In December, Lax was sentenced to three years of probation after pleading guilty to felony possession of a controlled substance and carrying a concealed deadly weapon, a misdemeanor.

At the April 26 hearing, city attorneys argued that Rayford had inappropriately used his position as a supervisor, and council agreed.

Rayford says in the suit that his conduct did not violate Division of Police policy, state law or Urban County Council legislation and that no proof indicating otherwise was presented. He says that before the April hearing, legal counsel for the council told Rayford's attorney that Rayford had not violated any policy.

Rayford, who is black, says in the suit that while the government demoted him, it did not punish Hoskins, a white officer who admitted in writing to having committed the same offense for which Rayford was demoted.

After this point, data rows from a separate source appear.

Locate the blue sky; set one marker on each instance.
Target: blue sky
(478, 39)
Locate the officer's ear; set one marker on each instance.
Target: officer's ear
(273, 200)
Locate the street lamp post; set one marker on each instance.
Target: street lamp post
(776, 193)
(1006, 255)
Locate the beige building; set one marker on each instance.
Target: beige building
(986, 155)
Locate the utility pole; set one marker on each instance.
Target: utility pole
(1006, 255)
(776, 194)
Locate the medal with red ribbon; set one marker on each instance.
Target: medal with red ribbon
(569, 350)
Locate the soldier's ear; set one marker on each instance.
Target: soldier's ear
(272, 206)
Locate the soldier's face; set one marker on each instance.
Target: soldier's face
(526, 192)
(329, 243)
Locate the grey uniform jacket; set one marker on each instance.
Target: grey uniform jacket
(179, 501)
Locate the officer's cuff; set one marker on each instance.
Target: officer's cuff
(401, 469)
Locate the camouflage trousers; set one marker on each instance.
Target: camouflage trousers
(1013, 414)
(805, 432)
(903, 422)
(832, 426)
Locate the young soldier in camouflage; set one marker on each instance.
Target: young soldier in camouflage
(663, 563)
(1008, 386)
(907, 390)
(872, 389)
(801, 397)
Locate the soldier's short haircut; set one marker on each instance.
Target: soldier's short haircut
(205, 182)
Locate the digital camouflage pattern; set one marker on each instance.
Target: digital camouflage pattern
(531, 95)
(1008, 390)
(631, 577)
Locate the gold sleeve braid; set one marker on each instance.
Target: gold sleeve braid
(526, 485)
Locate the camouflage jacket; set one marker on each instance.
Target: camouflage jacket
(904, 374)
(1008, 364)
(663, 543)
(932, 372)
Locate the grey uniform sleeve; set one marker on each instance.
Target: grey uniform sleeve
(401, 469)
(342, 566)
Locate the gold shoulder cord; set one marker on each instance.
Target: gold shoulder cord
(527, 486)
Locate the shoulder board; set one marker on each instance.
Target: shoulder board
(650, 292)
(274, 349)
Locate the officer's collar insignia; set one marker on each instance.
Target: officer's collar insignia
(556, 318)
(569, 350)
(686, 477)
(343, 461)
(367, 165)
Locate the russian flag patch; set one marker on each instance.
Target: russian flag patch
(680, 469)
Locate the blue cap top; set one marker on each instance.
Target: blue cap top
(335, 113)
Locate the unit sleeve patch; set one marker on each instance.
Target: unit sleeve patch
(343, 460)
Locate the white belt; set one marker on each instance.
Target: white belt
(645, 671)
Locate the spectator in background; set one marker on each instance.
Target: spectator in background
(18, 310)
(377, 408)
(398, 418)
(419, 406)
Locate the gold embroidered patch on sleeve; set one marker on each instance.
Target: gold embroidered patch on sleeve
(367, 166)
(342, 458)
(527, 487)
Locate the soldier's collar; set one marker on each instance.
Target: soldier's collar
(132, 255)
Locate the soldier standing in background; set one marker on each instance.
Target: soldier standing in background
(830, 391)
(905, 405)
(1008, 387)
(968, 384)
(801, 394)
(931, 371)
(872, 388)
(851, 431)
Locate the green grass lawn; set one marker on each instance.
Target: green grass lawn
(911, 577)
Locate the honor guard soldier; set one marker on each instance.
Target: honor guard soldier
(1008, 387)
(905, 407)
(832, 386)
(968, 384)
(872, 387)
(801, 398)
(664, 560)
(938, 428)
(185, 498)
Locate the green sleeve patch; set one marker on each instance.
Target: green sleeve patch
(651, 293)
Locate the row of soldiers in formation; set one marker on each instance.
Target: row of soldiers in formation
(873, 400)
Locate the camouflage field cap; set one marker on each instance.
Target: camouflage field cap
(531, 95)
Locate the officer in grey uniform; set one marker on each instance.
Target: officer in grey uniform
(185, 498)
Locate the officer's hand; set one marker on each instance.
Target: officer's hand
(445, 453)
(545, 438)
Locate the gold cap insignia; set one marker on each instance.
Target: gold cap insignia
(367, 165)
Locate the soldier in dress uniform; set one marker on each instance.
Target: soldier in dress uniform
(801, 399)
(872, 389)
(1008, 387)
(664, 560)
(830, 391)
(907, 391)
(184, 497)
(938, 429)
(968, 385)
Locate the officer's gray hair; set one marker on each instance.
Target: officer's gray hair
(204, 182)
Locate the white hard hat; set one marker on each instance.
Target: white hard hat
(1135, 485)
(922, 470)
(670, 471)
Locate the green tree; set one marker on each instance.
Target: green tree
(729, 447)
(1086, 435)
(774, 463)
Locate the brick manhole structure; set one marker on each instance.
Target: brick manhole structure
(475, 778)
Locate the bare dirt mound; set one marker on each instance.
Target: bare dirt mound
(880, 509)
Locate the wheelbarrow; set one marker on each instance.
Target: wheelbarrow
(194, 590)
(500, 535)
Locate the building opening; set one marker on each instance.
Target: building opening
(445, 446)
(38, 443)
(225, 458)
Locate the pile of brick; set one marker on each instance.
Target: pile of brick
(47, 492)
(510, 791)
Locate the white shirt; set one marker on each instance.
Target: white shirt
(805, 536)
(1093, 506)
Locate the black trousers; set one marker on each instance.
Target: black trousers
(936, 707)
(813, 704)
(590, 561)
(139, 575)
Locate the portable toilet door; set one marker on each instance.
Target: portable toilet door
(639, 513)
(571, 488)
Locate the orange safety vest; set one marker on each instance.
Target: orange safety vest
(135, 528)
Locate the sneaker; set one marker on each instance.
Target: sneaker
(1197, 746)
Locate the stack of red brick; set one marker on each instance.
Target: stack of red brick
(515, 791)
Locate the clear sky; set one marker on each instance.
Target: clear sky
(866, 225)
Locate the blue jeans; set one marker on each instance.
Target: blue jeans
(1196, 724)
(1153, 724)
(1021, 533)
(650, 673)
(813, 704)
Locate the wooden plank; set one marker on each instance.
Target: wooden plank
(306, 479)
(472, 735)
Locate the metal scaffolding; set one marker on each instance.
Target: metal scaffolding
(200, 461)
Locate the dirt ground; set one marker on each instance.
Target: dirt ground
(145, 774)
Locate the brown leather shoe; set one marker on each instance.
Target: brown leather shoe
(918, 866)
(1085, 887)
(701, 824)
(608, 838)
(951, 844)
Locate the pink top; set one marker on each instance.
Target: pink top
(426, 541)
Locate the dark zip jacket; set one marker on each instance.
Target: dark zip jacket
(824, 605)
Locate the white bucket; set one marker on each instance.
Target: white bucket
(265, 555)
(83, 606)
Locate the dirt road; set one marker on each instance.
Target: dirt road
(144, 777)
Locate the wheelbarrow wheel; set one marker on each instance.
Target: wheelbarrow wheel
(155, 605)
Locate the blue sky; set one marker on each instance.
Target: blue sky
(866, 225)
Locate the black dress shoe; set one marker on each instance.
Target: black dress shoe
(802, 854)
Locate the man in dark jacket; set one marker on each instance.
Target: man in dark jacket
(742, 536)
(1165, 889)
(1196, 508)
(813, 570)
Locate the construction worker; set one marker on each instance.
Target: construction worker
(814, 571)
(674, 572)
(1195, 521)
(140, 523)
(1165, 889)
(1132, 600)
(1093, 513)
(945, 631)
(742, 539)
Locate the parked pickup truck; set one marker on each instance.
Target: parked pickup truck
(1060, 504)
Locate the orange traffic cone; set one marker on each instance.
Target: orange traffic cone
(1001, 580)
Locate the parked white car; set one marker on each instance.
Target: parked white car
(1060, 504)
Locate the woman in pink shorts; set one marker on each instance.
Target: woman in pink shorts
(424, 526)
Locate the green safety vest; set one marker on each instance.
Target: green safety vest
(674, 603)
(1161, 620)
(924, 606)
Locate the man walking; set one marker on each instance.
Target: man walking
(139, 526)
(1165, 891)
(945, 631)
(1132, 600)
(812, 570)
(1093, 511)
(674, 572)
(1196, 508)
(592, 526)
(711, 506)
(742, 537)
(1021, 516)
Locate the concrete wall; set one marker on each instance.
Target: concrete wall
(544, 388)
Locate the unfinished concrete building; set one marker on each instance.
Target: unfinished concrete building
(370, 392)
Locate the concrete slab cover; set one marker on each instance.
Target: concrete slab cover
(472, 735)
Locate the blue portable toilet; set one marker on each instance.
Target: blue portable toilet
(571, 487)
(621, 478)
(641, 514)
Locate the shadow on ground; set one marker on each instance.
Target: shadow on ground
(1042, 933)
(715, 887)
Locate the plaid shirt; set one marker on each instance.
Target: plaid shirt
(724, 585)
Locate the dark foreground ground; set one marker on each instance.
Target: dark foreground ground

Bastin told council at the April 26 hearing that he offered to give Rayford a 40-hour suspension, but Rayford refused, preferring that the police department's disciplinary review board examine the situation.

Rayford says Bastin demanded that he voluntarily agree to a 40-hour suspension. Rayford maintains that Bastin knew a candidate for police lieutenant had to have 12 months of service free of any suspensions and intended to make Rayford ineligible for promotion to lieutenant.

Rayford says that the Urban County Council refused to allow him enough time to present his defense during a hearing in March, a "flagrant" violation of a Kentucky law pertaining to a police officer facing accusations. Rayford says he was not allowed to present fully his own testimony and was not allowed to present a witness on his behalf, whom he had subpoenaed, which he was entitled to do under state law.

Rayford also maintains that during his hearing April 26, Bastin was allowed to remain in council chambers, creating an "intimidating presence" that was not conducive to candor by other government witnesses.

Rayford, a member of the local police force since 1995, was promoted to sergeant in 2004. He received a 10-hour suspension without pay in 1997 for violating police department policies dealing with reports and incompetence, his police employment record indicates.